PARIS, FRANÇA (FOLHAPRESS) – Em votação na noite desta terça (26), a Assembleia Nacional da França rejeitou por 484 a 70 votos o acordo União Europeia-Mercosul. O resultado só tem valor simbólico, pois os parlamentos nacionais não têm poder na negociação entre os blocos, mas sinaliza a unidade dos partidos políticos franceses, da extrema-esquerda à ultradireita, contra o texto.
Na sessão que debateu o acordo, a carne brasileira foi a maior vilã, citada em vários discursos em termos fortemente pejorativos.
“Nossos agricultores não querem morrer e nossos pratos não são latas de lixo”, discursou o deputado Vincent Trébuchet (partido UDR, de direita).
Antoine Vermorel-Marques (Republicanos, direita) comparou a tradicional vaca charolesa francesa, “rústica e maternal”, com a mesma raça bovina criada na América do Sul.
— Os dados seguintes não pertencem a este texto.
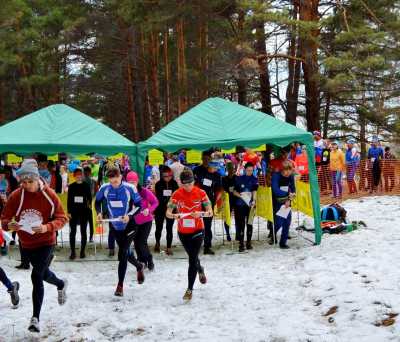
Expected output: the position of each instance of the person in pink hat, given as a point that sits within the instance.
(144, 220)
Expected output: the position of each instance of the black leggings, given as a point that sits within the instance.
(4, 279)
(241, 217)
(192, 244)
(124, 240)
(141, 246)
(40, 258)
(91, 224)
(82, 220)
(159, 218)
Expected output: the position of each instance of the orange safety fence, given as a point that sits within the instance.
(360, 179)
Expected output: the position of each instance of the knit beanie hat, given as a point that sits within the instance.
(132, 177)
(28, 169)
(186, 176)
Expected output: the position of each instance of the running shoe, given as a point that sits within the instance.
(62, 294)
(188, 295)
(119, 292)
(14, 293)
(202, 275)
(34, 325)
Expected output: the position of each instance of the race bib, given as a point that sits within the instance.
(78, 199)
(116, 204)
(167, 193)
(188, 223)
(207, 182)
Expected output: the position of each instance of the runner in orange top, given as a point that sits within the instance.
(191, 204)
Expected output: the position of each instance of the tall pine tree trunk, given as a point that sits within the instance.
(2, 118)
(308, 11)
(129, 84)
(167, 96)
(265, 86)
(242, 77)
(204, 61)
(294, 70)
(326, 115)
(146, 117)
(181, 68)
(155, 91)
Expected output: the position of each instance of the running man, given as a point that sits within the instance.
(38, 215)
(122, 201)
(191, 204)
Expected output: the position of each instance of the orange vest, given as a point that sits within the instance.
(302, 164)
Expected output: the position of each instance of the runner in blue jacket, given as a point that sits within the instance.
(283, 190)
(123, 201)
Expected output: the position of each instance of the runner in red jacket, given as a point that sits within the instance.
(192, 204)
(35, 212)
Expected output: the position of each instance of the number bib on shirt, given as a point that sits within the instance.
(116, 204)
(188, 223)
(207, 182)
(78, 199)
(167, 193)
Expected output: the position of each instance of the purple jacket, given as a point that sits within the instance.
(149, 201)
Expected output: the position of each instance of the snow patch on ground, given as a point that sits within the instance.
(265, 295)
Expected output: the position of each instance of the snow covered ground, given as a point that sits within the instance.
(265, 295)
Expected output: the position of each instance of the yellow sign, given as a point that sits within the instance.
(302, 201)
(232, 150)
(223, 211)
(53, 158)
(227, 209)
(260, 148)
(264, 207)
(13, 159)
(193, 157)
(71, 178)
(82, 157)
(156, 157)
(116, 156)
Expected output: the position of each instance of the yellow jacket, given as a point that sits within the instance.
(337, 161)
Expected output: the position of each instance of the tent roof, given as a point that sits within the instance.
(221, 123)
(60, 128)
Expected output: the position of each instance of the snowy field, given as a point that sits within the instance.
(265, 295)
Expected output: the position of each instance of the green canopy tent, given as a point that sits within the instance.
(216, 122)
(60, 128)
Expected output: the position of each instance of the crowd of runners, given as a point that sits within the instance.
(32, 213)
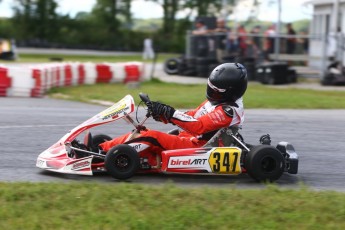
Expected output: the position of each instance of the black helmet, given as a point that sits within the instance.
(226, 83)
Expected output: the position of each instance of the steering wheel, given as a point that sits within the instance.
(145, 98)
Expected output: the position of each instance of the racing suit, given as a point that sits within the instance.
(198, 125)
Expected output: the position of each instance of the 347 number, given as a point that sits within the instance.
(225, 162)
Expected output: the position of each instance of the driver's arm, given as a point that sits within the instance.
(222, 116)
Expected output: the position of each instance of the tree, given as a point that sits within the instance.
(36, 18)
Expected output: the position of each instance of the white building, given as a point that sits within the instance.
(327, 31)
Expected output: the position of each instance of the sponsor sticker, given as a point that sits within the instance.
(80, 164)
(188, 162)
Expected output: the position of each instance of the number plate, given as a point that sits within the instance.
(225, 160)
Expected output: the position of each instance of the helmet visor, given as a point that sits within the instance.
(215, 94)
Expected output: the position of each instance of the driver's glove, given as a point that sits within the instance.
(159, 111)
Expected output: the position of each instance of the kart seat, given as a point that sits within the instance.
(223, 137)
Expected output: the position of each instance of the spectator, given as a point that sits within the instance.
(251, 50)
(290, 41)
(148, 52)
(242, 38)
(304, 41)
(221, 34)
(255, 32)
(200, 28)
(269, 41)
(232, 43)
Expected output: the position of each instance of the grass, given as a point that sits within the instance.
(129, 206)
(189, 96)
(42, 58)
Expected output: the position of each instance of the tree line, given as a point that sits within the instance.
(109, 25)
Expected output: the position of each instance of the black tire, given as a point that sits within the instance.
(171, 66)
(122, 162)
(98, 139)
(264, 163)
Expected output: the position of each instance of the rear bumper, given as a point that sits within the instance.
(290, 155)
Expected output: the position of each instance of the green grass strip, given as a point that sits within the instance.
(190, 96)
(129, 206)
(43, 58)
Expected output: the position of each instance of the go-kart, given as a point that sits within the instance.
(225, 153)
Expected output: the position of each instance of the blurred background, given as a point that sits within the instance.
(305, 33)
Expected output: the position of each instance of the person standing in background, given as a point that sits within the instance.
(290, 41)
(148, 52)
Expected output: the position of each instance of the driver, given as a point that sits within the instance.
(223, 108)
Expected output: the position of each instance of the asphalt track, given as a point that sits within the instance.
(29, 125)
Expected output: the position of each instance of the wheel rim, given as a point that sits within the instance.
(122, 162)
(268, 164)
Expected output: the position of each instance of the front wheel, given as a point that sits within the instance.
(264, 163)
(122, 162)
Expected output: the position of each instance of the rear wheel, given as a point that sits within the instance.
(122, 162)
(264, 163)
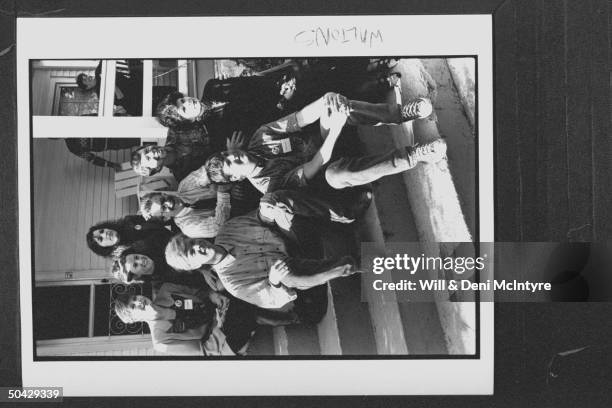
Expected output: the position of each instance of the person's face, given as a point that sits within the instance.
(151, 160)
(189, 108)
(163, 206)
(238, 165)
(137, 266)
(140, 307)
(89, 81)
(199, 252)
(278, 214)
(105, 237)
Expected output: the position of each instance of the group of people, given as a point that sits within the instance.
(238, 244)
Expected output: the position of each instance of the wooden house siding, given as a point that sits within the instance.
(70, 195)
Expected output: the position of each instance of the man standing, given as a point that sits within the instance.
(254, 264)
(188, 321)
(195, 218)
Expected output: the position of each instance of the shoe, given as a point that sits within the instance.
(429, 152)
(416, 109)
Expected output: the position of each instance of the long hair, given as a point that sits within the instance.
(117, 225)
(176, 252)
(128, 233)
(167, 113)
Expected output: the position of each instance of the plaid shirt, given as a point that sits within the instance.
(284, 137)
(252, 250)
(196, 186)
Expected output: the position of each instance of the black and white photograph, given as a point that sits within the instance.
(288, 203)
(198, 210)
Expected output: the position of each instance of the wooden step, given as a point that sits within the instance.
(347, 329)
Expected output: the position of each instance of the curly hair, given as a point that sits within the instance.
(176, 252)
(214, 169)
(117, 225)
(167, 113)
(135, 163)
(122, 309)
(131, 235)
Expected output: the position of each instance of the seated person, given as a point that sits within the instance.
(239, 103)
(128, 85)
(183, 154)
(133, 267)
(195, 218)
(254, 264)
(83, 148)
(329, 181)
(188, 321)
(132, 231)
(332, 111)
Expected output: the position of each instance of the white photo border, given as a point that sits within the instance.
(119, 37)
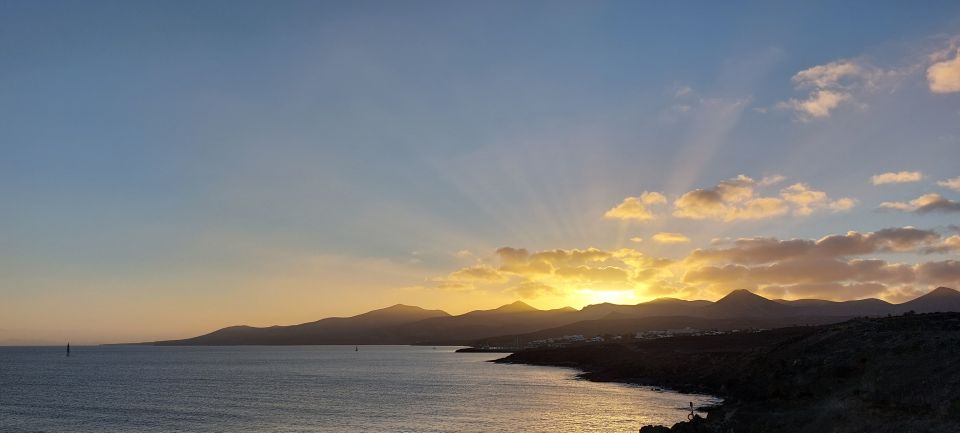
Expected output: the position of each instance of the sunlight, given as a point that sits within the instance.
(622, 297)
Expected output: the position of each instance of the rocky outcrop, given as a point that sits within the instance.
(893, 374)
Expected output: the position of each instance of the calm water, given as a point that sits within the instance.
(318, 388)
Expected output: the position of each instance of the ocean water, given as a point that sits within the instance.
(311, 389)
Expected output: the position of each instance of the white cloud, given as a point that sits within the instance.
(926, 203)
(896, 177)
(670, 238)
(944, 76)
(636, 208)
(818, 105)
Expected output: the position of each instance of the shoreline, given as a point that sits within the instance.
(856, 376)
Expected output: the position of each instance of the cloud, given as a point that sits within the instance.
(478, 273)
(805, 200)
(829, 85)
(828, 75)
(898, 177)
(953, 184)
(818, 105)
(772, 180)
(533, 289)
(735, 199)
(750, 251)
(944, 76)
(927, 203)
(670, 238)
(836, 266)
(949, 245)
(636, 208)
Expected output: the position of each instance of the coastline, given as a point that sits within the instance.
(856, 376)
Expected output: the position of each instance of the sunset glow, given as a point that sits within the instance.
(288, 162)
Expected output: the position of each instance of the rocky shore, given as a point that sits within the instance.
(891, 374)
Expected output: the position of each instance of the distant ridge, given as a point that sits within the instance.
(406, 324)
(941, 299)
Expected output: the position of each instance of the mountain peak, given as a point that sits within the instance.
(403, 310)
(942, 292)
(742, 295)
(516, 306)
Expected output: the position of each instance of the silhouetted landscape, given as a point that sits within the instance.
(889, 374)
(403, 324)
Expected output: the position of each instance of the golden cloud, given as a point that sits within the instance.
(838, 266)
(953, 184)
(898, 177)
(670, 238)
(734, 199)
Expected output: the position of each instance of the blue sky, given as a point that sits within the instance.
(213, 163)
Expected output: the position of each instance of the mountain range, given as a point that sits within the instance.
(404, 324)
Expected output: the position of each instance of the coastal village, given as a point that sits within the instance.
(579, 339)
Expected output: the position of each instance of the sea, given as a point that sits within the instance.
(312, 389)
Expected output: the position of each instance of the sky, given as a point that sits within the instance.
(170, 167)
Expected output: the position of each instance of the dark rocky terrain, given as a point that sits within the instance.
(889, 374)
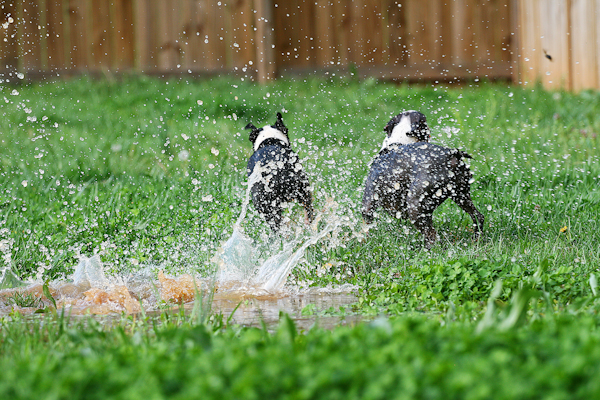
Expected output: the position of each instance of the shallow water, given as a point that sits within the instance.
(255, 284)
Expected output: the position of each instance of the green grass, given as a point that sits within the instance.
(150, 172)
(404, 358)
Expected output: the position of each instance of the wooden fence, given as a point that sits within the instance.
(560, 43)
(408, 39)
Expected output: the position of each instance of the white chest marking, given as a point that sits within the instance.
(269, 132)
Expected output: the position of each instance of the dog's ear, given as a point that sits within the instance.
(419, 128)
(254, 133)
(391, 124)
(279, 124)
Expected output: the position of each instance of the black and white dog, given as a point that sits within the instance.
(283, 178)
(410, 177)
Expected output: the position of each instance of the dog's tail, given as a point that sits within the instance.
(462, 154)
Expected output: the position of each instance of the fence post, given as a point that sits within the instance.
(265, 41)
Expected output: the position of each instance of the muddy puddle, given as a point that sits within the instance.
(108, 298)
(246, 278)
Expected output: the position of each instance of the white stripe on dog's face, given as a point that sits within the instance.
(399, 132)
(268, 132)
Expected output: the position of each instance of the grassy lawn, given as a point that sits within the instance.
(147, 172)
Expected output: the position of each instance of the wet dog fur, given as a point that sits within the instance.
(283, 178)
(410, 177)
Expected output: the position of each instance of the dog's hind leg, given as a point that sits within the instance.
(304, 197)
(422, 217)
(274, 218)
(464, 201)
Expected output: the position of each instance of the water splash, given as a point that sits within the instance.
(237, 261)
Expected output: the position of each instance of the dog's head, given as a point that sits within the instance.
(277, 131)
(407, 127)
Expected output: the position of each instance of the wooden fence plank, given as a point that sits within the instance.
(122, 35)
(325, 39)
(79, 39)
(241, 41)
(461, 33)
(554, 41)
(101, 32)
(584, 65)
(265, 54)
(396, 33)
(29, 35)
(431, 36)
(56, 36)
(9, 55)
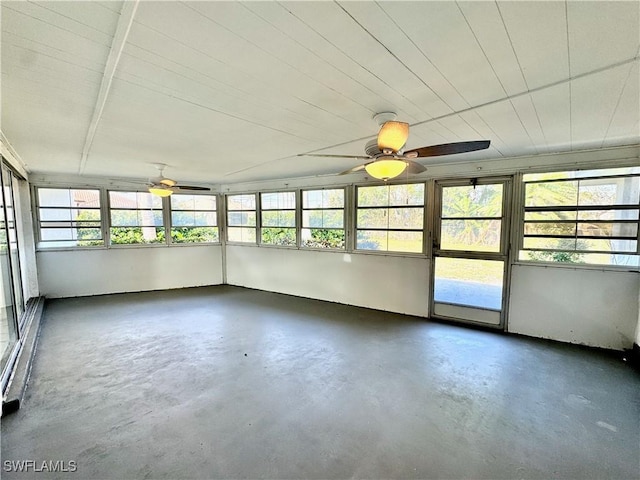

“Aglutinada em fazendas de 10 mil cabeças, engordada, condenada aos ferros, comendo soja transgênica, em um hectare onde antes havia a floresta amazônica, abatida sem dó nem piedade e empacotada em um cargueiro refrigerado. Seu destino? Nossas mesas, nossas cantinas, vendida a metade do preço, financiada ao custo da nossa saúde, alimentada com um pesticida proibido na Europa, que fragiliza a gravidez e ataca a saúde dos recém-nascidos”, disse Vermorel-Marques.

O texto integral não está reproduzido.